You probably don’t have to, because you’ve done it yourself,
but ask another writer if they’ve ever written a book, or an essay, poem, short
story, to work through some kind of trauma, a breakup, a loss, or whatever, and
I’d be willing to bet some of their best work came from that wellspring of
emotion. AI can’t do that. Until it can, I feel like it has no business in that
arena.
Have you ever read a book where you absolutely despised a
character because of that character reminded you of a horrible person in your
life? Or how about the one you fell desperately in love with and still remember
with fondness when you close the book. I think of the kids in the Barrens from
Stephen Kings, It, or the crew from the Last Ditch Motel from Catriona
McPherson’s, Last Ditch series.

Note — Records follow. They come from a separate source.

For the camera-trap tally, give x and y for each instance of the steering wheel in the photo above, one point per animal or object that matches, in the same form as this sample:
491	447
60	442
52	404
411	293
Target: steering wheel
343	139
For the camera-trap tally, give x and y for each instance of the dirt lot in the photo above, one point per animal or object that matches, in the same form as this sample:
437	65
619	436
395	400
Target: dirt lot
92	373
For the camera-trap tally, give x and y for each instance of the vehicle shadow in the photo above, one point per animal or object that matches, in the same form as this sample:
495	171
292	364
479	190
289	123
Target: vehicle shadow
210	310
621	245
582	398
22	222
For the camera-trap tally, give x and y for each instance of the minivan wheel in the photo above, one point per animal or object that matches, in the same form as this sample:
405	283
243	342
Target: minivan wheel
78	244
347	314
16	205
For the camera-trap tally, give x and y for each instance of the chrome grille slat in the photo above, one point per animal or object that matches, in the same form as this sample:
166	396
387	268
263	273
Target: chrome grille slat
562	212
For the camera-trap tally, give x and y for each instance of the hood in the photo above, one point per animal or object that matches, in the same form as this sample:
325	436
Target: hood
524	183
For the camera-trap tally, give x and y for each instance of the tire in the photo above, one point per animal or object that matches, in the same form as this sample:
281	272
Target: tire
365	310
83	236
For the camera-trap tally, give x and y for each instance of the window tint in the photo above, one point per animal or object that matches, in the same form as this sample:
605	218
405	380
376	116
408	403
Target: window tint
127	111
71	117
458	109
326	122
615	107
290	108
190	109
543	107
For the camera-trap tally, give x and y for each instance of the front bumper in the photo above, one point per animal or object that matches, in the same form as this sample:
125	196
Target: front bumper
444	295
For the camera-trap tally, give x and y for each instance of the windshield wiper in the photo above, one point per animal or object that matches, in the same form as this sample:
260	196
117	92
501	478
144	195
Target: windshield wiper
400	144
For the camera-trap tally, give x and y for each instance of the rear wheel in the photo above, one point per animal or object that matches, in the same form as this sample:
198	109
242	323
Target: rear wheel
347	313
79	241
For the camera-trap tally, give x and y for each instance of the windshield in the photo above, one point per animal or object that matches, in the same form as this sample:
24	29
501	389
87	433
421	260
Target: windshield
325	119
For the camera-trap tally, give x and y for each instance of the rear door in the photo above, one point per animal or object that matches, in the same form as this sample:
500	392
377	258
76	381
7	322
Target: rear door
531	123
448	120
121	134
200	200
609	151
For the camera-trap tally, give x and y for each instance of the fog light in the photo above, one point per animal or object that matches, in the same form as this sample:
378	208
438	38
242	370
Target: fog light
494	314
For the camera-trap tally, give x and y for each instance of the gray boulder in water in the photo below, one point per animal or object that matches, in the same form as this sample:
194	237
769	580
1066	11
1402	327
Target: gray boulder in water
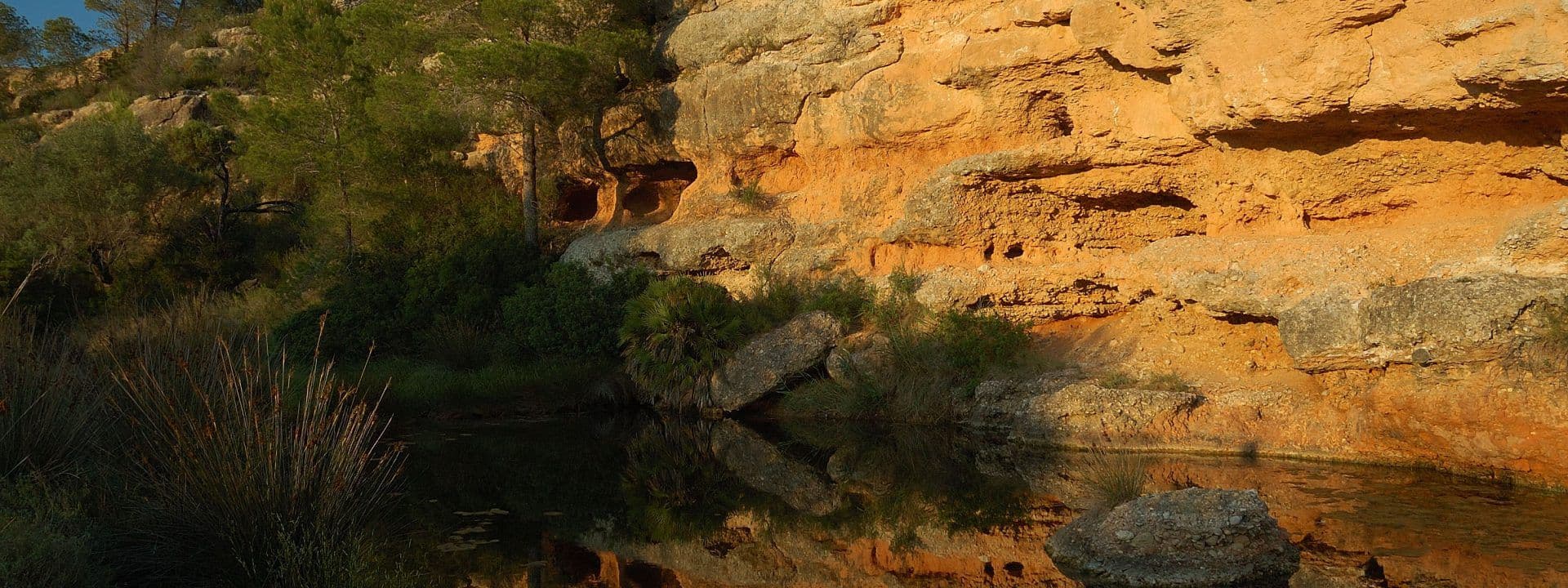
1191	538
770	359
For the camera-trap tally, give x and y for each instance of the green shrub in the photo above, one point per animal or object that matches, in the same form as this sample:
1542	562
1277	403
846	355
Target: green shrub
778	300
676	334
44	540
932	364
549	385
571	314
979	342
751	195
240	460
392	298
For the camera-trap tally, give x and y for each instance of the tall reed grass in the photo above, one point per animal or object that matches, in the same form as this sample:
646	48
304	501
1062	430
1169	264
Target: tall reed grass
51	400
250	472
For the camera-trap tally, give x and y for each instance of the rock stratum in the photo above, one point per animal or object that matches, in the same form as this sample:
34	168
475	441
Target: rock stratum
1344	220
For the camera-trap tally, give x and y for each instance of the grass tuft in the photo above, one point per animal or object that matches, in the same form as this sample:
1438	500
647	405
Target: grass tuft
247	470
1116	477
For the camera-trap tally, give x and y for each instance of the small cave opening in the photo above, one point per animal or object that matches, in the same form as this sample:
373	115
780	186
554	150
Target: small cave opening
1131	201
644	574
656	189
577	199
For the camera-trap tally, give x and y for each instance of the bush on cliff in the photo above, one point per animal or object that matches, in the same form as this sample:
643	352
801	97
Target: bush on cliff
44	538
780	298
933	361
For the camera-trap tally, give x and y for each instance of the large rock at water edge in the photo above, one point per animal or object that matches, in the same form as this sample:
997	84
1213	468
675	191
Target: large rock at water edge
773	358
1191	538
760	465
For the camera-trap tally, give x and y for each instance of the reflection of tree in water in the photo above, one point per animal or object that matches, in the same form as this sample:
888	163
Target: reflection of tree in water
673	485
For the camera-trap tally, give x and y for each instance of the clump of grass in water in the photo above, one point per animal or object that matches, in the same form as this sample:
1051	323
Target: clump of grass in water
933	361
1116	477
1169	381
247	470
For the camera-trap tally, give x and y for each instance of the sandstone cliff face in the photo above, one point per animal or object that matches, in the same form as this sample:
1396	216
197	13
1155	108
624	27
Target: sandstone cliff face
1344	220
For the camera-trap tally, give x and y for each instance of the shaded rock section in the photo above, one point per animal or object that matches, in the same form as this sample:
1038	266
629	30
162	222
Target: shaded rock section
1092	414
1191	538
773	358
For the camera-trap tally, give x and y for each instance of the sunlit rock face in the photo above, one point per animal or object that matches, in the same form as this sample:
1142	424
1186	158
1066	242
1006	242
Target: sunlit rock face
1348	221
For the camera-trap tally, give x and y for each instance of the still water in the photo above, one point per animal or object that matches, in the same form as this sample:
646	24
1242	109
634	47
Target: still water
644	502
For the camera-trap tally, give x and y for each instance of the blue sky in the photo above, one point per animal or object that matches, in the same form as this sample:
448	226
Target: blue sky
37	11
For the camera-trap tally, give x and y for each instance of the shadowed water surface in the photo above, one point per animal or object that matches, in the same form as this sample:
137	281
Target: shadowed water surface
637	501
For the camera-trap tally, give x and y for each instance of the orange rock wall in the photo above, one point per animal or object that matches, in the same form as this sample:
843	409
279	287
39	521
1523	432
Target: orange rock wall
1343	220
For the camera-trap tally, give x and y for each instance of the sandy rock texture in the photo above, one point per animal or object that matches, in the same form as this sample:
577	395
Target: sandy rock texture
1344	221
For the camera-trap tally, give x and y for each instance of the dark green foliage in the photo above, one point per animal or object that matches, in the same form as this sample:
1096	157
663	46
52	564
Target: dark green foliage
51	402
248	472
676	334
751	196
571	314
16	38
44	538
63	44
978	342
932	363
499	390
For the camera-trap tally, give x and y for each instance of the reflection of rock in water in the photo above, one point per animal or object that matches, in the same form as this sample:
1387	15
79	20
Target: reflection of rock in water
1189	538
763	466
933	507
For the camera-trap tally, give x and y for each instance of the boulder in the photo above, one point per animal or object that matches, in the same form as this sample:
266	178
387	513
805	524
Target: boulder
858	354
1191	538
763	466
1435	320
773	358
170	112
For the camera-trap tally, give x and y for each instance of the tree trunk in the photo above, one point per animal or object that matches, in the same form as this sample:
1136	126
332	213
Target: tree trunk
530	185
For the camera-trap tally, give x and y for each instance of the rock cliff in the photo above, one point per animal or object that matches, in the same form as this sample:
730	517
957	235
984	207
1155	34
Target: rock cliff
1346	221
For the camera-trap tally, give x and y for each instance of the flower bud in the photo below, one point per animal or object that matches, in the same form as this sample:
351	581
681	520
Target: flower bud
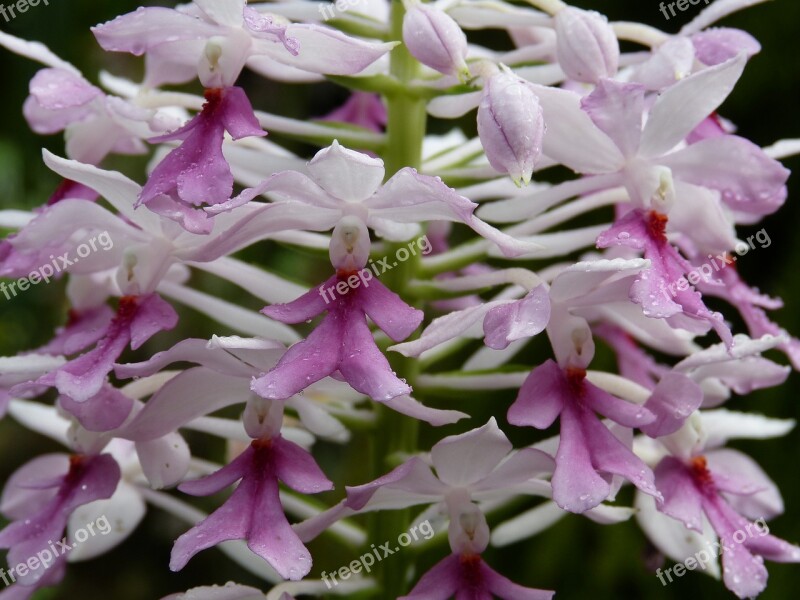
435	40
586	46
511	126
350	245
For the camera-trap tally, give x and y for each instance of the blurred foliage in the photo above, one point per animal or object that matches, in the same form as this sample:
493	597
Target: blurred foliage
577	558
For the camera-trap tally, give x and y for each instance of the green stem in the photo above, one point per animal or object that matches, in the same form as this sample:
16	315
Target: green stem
397	434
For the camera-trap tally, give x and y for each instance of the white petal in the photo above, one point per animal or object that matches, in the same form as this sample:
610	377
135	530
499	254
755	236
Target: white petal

I find myself thinking about those characters
long after I’ve put down the book. Could AI build characters like that these
that speak to the human emotion. I say no.
Maybe, I’ll be proven wrong at some point. Maybe, eventually,
we can train inanimate objects to mimic human emotion enough to fool our senses.
If we do, I say, what a sad time for humanity.
2 comments:
Aw, thank you, Angela. I'm not commenting on the substance because I'm saving it for Thursday
I agree, Angela. Art is and should remain a uniquely human experience, but taxes, AI is welcome to that.